Entre as vitrines esféricas do museu, que lembra um pouco planetas em órbita, esclarece-se o resto da história: a descoberta da mola no século XV que favorece o aumento da precisão e com esse importante passo chega-se ao começo do movimento de quartzo e do relógio atômico do século XX.

“Na realidade os relógio de quartzo não suplantaram os mecânicos”, comenta Piguet. “O fascínio pelo mecanismo complicado que faz tiquetaque ainda impressiona”. E no que diz respeito aos relógios atômicos – que em 1967 revolucionaram a definição de segundo, levando-a de uma fração do dia solar a uma freqüência de emissão de césio 133, “para nenhuma pessoa comum serve um relógio que varie de um segundo em um milhão de anos”.

A arte de surpreender

Fora o aspeto prático, um relógio é também uma obra de arte. As peças expostas em La-Chaux-de-Fonds testemunham o trabalho de beneditino praticado por especialistas como cinzeladores e esmaltadores. Um relógio pode transformar-se num broche, num bibelô ou numa jóia. “A decoração sempre foi um aspeto fundamental da arte relojoeira. Já os primeiros modelos de relógios de mesa eram suntuosamente adornados”.

Decoradas eram também as caixas dos relógios de pêndulo, preparadas durante o inverno pelos camponeses da região. E combinavam-se do ponto de vista estético as diferentes partes dos “relógios complicados”: os que não apenas indicavam a hora, como também as fases da lua, a data, etc.

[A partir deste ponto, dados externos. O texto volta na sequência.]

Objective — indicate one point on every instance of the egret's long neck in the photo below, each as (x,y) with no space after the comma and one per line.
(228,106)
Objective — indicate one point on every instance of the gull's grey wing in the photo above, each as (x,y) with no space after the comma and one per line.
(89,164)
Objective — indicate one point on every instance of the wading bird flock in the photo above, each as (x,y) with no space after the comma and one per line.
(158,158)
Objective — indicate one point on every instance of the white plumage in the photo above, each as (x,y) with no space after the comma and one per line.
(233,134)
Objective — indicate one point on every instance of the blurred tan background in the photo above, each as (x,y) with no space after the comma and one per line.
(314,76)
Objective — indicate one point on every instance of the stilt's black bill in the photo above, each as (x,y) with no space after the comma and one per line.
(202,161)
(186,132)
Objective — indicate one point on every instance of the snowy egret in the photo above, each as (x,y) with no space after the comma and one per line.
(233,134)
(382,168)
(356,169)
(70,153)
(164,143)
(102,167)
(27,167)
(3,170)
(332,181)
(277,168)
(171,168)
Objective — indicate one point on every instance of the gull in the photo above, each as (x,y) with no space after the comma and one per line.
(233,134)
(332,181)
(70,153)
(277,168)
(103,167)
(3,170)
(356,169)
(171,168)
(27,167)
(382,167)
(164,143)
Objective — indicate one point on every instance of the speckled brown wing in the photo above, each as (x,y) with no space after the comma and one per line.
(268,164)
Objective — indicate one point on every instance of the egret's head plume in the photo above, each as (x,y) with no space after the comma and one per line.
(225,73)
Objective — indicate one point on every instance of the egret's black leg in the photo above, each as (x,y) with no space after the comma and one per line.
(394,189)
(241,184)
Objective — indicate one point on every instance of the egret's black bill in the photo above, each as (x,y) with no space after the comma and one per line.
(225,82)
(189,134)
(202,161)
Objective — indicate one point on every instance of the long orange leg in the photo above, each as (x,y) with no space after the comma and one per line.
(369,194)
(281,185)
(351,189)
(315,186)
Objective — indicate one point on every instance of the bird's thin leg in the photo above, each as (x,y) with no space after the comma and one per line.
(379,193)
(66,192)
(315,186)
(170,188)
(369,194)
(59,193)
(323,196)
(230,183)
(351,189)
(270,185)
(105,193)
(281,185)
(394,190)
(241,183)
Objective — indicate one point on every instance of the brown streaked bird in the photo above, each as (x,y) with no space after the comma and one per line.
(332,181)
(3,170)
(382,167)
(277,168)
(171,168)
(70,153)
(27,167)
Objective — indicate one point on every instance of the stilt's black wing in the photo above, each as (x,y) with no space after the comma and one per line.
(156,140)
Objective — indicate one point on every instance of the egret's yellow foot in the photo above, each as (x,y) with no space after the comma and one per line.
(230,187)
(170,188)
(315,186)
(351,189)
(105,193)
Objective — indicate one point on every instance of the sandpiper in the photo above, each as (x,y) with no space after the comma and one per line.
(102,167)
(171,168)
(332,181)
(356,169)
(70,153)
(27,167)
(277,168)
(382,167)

Encanta também o Astrarium de Giovanni Dondi. O original, construído entre 1365 e 1380, perdeu-se, mas graças à esmerada descrição do cientista de Pádua foi possível realizar algumas reproduções. Uma delas se encontra em La-Chaux-de-Fonds. O Astrarium não é um simples relógio. Ele reproduz o movimento dos planetas no cosmo, o calendário com o nome dos santos e tem um quadrante que permite prever os eclipses.

Trata-se de uma obra-prima, paradoxalmente baseada num conceito teórico falso: na época de Dondi, de fato, vigorava ainda o sistema ptolomaico. O Astrarium é a materialização mecânica de um sistema geocêntrico caduco. Continua, porém, atual a relação do homem com o tempo e é justamente essa relação o protagonista do Museu Internacional da Relojoaria.

swissinfo, Doris Lucini, La-Chaux-de-Fonds.

1902: da coleção da Escola de Relojoaria de La-Chaux-de-Fonds nasce um primeiro museu.
1974: inauguração do Museu Internacional de Relojoaria.
3.000 objetos expostos, mais de 6.000 estão armazenados.
35.000 visitantes por ano, procedentes dos 5 continentes.

O Museu Internacional da Relojoaria localiza-se numa construção de cimento armado dos anos 70. Uma arquitetura e um conceito moderno de exposição permitiram à obra manter inalterado o interesse do museu.

Além de diversos espaços de exposição, abriga um ateliê de restauração de relógios antigos (que o visitante pode ver através de uma parede de vidro) e uma rica biblioteca especializada.

Três afrescos monumentais, realizados pelo artista suíço, Hans Erni, adornam as paredes do museu e ilustram a história, a técnica e a filosofia da mensuração do tempo. Um enorme relógio de carrilhão, instalado no parque representa uma das jóias do museu de La-Chaux-de-Fonds.